Food bikes can offer these benefits to local communities:

  1. Decrease fossil fuel consumption and climate change emissions
  2. Improve use of community space
  3. Increase physical well-being and health and foster awareness about the power of bicycles
  4. Increase awareness about where food comes from and how it is prepared


Food bikes promote interaction between chef and eater. The experience will be more similar to a “street food” experience, where the cooking is done on the street level as opposed to hidden inside a vehicle. People are generally very curious to watch this process and learn from it. To the extent possible, food bikes could be incorporate food from local and urban farms, while helping to advertise those products with signage on the side of food bicycle.

The Food Bikery will harness the positive aspects that food trucks foster (economic opportunity and community space), while minimizing harmful environmental impacts, increasing knowledge about food, and demonstrating the utility of bicycles. 

What are the proposal’s costs?

The proposal for our first official food bike protoype will cost around $2500. We have budgeted $2000 in permitting (first time and annual) fees for the cities of Berkeley and Oakland where we are piloting. We have budgeted an additional $3000 in human labor costs for mechanics, metalworkers, and legal assistance. Our total budget is $7500.

Time line

Progress thus far

In the month of February we conducted 10 interviews with various people from the food and bicycle community. We used the findings of our interviews to help us flesh out a more complete proposal. In March 2014, we conducted interviews and meetings with permitting authorities for City of Berkeley and Alameda County, as well as councilmembers of Berkeley and Oakland. In April 2014, we produced a video on how The Food Bikery plans to grow the food bike community to become a sustainable part of the food landscape.

Short term (1 year)

We will begin legal discussions with Sustainable Economies Law Center on avenues to successful permitting. We will finish our design for the food bike and bring it to local blacksmiths to get a competitive quote for supplies, metalworking, and plumbing. We will bring our proposal to Bohemian Blacksmith and Kicktrailer, businesses that are both located in Oakland and have experience in building trailers and custom bikes for local bike-related businesses.
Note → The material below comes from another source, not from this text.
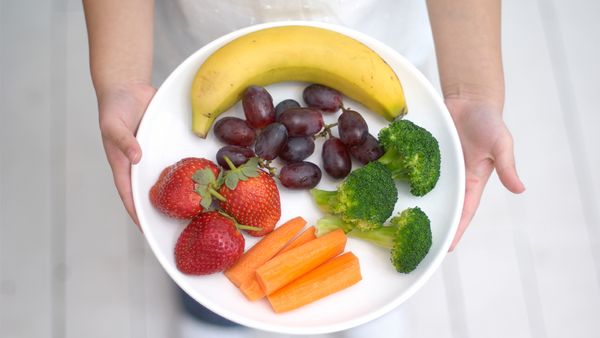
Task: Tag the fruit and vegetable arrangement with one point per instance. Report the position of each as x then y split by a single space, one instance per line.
294 264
Construction on the prototype will begin once we have raised the money. Once we finish construction, we will assist our first food bike client(s) in the permitting processes with City of Berkeley and/or Alameda County. Then, we will begin user testing with our food bike client in private party settings and – pending permitting – in public market settings (using Kitchener commissary for associated food preparation). We will evaluate operational metrics for food bikes versus food trucks.

Medium term (2-3 years)

Pending successful permitting and user testing, we will begin researching different business models (for-profit, cooperative, partnerships with commissaries, etc.) for scaling up The Food Bikery, so we can continue to serve food entrepreneurs and grow the food bike community.
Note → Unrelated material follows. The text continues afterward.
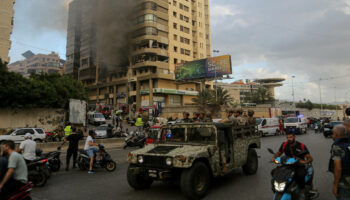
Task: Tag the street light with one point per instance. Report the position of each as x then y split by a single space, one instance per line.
216 87
293 88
Long term (5 years and beyond)

We will expand to other cities around North America, pioneering a model of food bikes to replace food trucks as the low capital, low footprint alternative for mobile food.

Related proposals


Hepler, L. (2012, December 6). Don't call it a fad: Food trucks grabbing market share. Silicon Valley Business Journal.

League of American Bicyclists. (2008). Climate Change and Bicycling: How bicycling advocates can help craft comprehensive climate action plans. Washington, DC: Advocacy Advance.

Manasse, E. (2013). Broadway Valdez District Specific Plan - Public Review Draft. Oakland: City of Oakland.

Weber, C. M. (2008). Food-Miles and the Relative Climate Impacts of Food Choices in the U.S. Environmental Science Technology.